PIRI REIS MUHIDDIN PIRI IBN MEHEMET

In omaggio alla Turchia, ospite d’onore del 61° Trento Filmfestival della Montagna, questo articolo tratta di Muhiddin  Piri  Ibn  Mehemet, un grande e famoso cartografo turco più noto come Piri Reis.

Nacque a Gallipoli (dellaTurchia)  al 1465-70 e morì a Il Cairo1553-4. 

Seguendo lo zio ammiraglio Kemal Re’is, nel 1481 divenne  prima capitano di una nave ottomana e poi ammiraglio a sua volta (Re īs “comandante”), e come tale partecipò a molte battaglie navali, tra cui la Prima  battaglia di Lepanto nel 1499 e l’anno successivo alla Seconda battaglia di Lepanto.

Dopo la morte dello zio, avvenuta nel 1511,  Piri fece ritorno nella città natale e un paio d’anni dopo iniziò a scrivere il Kitāb-i bahrive  (Libro del mare), un portolano (elencazione metodica dei porti di una determinata regione, contenente la descrizione minuta dei fondali, delle coste, delle correnti, delle maree, dei venti, dei segnali, ecc.;) del Mar Mediterraneo e del Mar Nero.  Nello stesso anno  disegnò la celeberrima “Mappa del Mondo”  che si può definire un vero e proprio atlante, di cui  solo una parte è arrivata fino a noi, ovvero la carta dell’Oceano Atlantico e le coste che si affacciano su di esso. Questa carta geografica è così perfette che ancor oggi ci si chiede come abbia potuto essere tanto preciso. E’ considerata una delle primissime carte ‘mondiali’. Forse addirittura la prima in assoluto che mostrava anche le Americhe. Si dice che venne in possesso delle mappe di Colombo. Va ricordato che il navigatore genovese non sapeva di scoprire un altro continente, ma era provvisto di carte del mare e non si sa da dove e chi le avesse disegnate.

Quella giunta fino a noi  è formata da due parti ritrovate, ma che evidentemente facevano parte di una più ampia Carta Mondiale andata perdita.

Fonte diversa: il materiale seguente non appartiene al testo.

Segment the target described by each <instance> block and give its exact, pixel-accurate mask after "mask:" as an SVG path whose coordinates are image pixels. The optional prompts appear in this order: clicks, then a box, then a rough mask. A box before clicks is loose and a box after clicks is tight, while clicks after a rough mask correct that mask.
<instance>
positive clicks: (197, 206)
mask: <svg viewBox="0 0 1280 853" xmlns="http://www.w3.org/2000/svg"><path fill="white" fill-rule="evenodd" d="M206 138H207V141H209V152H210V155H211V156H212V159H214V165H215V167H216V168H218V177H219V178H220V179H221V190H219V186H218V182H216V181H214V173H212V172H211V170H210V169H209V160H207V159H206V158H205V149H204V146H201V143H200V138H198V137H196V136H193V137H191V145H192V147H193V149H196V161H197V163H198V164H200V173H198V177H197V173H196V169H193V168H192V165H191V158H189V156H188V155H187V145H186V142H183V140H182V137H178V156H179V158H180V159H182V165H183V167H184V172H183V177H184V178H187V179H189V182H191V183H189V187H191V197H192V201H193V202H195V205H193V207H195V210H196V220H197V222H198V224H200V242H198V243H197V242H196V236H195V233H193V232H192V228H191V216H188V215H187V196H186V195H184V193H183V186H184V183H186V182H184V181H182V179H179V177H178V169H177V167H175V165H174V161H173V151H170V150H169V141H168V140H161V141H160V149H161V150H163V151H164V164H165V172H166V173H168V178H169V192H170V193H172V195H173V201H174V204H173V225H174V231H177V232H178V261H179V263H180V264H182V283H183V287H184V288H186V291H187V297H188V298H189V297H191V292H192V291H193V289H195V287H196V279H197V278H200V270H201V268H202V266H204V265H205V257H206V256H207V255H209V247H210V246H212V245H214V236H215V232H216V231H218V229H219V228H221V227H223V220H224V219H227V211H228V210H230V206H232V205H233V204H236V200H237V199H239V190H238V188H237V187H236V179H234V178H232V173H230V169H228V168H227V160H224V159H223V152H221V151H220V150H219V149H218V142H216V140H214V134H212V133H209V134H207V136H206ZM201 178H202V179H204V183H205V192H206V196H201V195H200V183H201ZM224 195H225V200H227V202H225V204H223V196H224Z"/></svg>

Mostrava le linee costiere dell’Africa Occidentale, delle Americhe (come si è detto Nord e Sud) e dove sono raffigurati luoghi allora  ancora sconosciuti come la Terra del Fuoco  e le Isole Falkland. Mostra il Rio delle Amazzoni che nasce  dalle Ande e sbocca  a est e l’isola di Marajò, la più grande isola circondata da acque dolci. Mette anche il continente Antartide con  dettagli precisissimi (scoperto solo tre secoli dopo). Non si spiega poi come abbia saputo riprodurre il Sud America e l’Africa nella giusta longitudine dato che all’epoca di Piri non erano stati mai considerati meridiani e paralleli.

Misteri mai risolti che ha portato a ipotesi molto azzardate  e parascientifiche.

Nel 1516 riprese a navigare come capitano e combattè contro l’Egitto, partecipò all’assedio di Rodi contro i Cavalieri Ospitalieri e ne conquistò l’isola.

Pubblicò, su consiglio del Visir, il portolano e lo mostro in seguito anche al sultano Solimano I (525) e tre anni dopo presentò la sua seconda Mappa del Mondo.

Nel 1547 ottenne il rango di Re’is e prese il controllo di tutta la flotta ottomana nell’Oceano Indiano e a Suez.

Contro i portoghesi riuscì a riconquistare Aden (1548) e nel 1521 occupò  la città Mascate  . Conquistò anche l’isola di Kish, Hormuz (all’ingresso del Golfo Persico, occupò il Qatar e il Baharain  per impedire ai portoghesi di avere una loro base sulla costa araba.

Ormai novantenne tornò in Egitto, ma rifiutò di partecipare alla nova campagna contro i portoghesi, così, Kubad Pascià offeso dal suo diniego lo fece decapitare sulla pubblica piazza nel 1553 o 1554.

Il nome di Piri Re’is è stato dato a  diverse navi e sottomarini dell Marina Turca.

Curiosità: dal termine  Re’is (Comandante),  prese origine l’appellativo di Ras, usato nell’Etiopia per indicare i principi abissini e i capi.

In Sicilia, nelle zone costiere di Trapani, Favignana, ecc., dove si trovano le tonnare , i capi delle barche (paranze) addette alla pesca del tonno vengono appunto chiamati Rais.